- by New Deal democrat
Two years ago I stumbled on a long leading indicator with a good albeit noisy record: the real personal savings rate. This is simply the personal savings rate normed by the consumer price index. Here's a graph covering the last 50+ years comparing it (blue) with real GDP (red):
Although as indicated the relationship is somewhat noisy, the real personal savings rate appears to lead real GDP by 6 to 18 months.
I haven't looked at this relationship in over a year, and that's a shame because it's one long leading indicator which actually supports ECRI's recession call, albeit just barely, and just for a brief period of time.
Here's a more detailed look of the real personal savings rate alone from 1959 to the present:
Notice that the real personal savings rate declines by at least 5% in advance of every recession, with the decline frequently beginning at least 2 years before the start of the next recession, and usually reaching the 5% mark beofre the recession's onset, or at least early into the recession. Furthermore, the indicator appears to have no false positives, i.e., every time the real personal savings rate has declined 5% or more, a recession has occurred. Finally, in all but two of those occasions, the real personal savings rate turned negative, at least briefly.
Fundamentally, the indicator makes intuitive sense. It is essentially an objective manifestation of consumer sentiment -- that is, how much of a savings cushion over the inflation rate do consumers feel comfortable with? When they become much less comfortable, as manifested by their savings rate, their spending contracts and a recession begins. Once they feel that they have an cushion of savings and can spend more again, the economy expands.
Is it different this time? The real personal savings rate hit a 40+ year peak just after the end of the last recession. It declined over 5%, but remained positive, for a very brief time near the end of 2010. Two quarters later, quarterly GDP growth approached zero. Then, after a rebound, the indicator actually went negative for several months at the end of 2011. Based on past data, this is a recession signal for 6 to 18 months later. We are now right in the middle of that window. Here's what the graph comparing the real personal savings rate with real GDP shows, zoomed in on the last ten years:
Notice that the dip into negative territory was very brief. The indicator has been positive all this year. In the past, when the indicator, having signalled recession, then turns positive, it has generally meant that the recession is within 6 to 12 months of ending. In other words, even if the real personal savings rate suggested that a recession was likely to begin this year, it also suggests that any such recession should be ending right about now.
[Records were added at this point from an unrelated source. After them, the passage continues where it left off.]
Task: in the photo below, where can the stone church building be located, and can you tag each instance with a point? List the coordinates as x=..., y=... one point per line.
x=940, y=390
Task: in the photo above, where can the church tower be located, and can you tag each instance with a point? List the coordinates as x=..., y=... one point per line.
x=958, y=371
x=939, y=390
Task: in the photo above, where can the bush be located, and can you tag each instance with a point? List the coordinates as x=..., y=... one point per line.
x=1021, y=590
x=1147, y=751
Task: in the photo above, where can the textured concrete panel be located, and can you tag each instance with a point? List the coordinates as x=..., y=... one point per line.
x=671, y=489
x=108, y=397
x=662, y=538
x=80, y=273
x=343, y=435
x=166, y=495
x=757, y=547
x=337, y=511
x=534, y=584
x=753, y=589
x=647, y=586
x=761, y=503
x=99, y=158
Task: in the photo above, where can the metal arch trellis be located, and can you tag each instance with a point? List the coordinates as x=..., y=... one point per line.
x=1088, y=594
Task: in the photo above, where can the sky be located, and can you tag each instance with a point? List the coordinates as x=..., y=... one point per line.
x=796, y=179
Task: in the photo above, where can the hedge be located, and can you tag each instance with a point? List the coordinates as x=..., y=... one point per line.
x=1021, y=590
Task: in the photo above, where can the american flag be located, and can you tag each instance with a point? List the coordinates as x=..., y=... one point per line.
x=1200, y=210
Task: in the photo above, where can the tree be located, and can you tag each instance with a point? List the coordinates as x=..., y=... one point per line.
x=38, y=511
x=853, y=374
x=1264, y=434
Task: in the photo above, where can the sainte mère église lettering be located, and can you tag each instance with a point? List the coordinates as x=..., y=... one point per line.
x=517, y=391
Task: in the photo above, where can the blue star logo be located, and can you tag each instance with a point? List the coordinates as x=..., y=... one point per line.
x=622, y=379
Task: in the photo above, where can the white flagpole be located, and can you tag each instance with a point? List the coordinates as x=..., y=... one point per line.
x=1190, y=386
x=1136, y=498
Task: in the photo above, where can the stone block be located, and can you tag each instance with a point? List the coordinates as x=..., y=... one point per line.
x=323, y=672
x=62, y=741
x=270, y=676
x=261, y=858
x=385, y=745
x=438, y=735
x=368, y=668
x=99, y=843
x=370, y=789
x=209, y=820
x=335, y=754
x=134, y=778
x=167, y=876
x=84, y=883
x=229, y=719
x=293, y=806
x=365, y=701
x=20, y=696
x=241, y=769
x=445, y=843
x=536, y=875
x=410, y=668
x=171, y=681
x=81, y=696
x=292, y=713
No one indicator is infallible of course. It is nevertheless interesting that this indicator was first tripped at the end of 2010 when ECRI said their long leading index started to decline, and turned negative when ECRI went on record as saying that a recession (then called to begin by the end of 2011) was inevitable. My own version of ECRI's Long Leading Index turned positive in early 2011. I know of at least one other variant that closely matches the Long Leading Index which turned positive later in 2011. If the long leading indicators are positive, that could be one reason ECRI hasn't mentioned them at all in any of their public communications for at least the last nine months.
One final note: even though the real personal savings rate is positive, it is very weakly so. It's just shambling along in a living dead sort of way.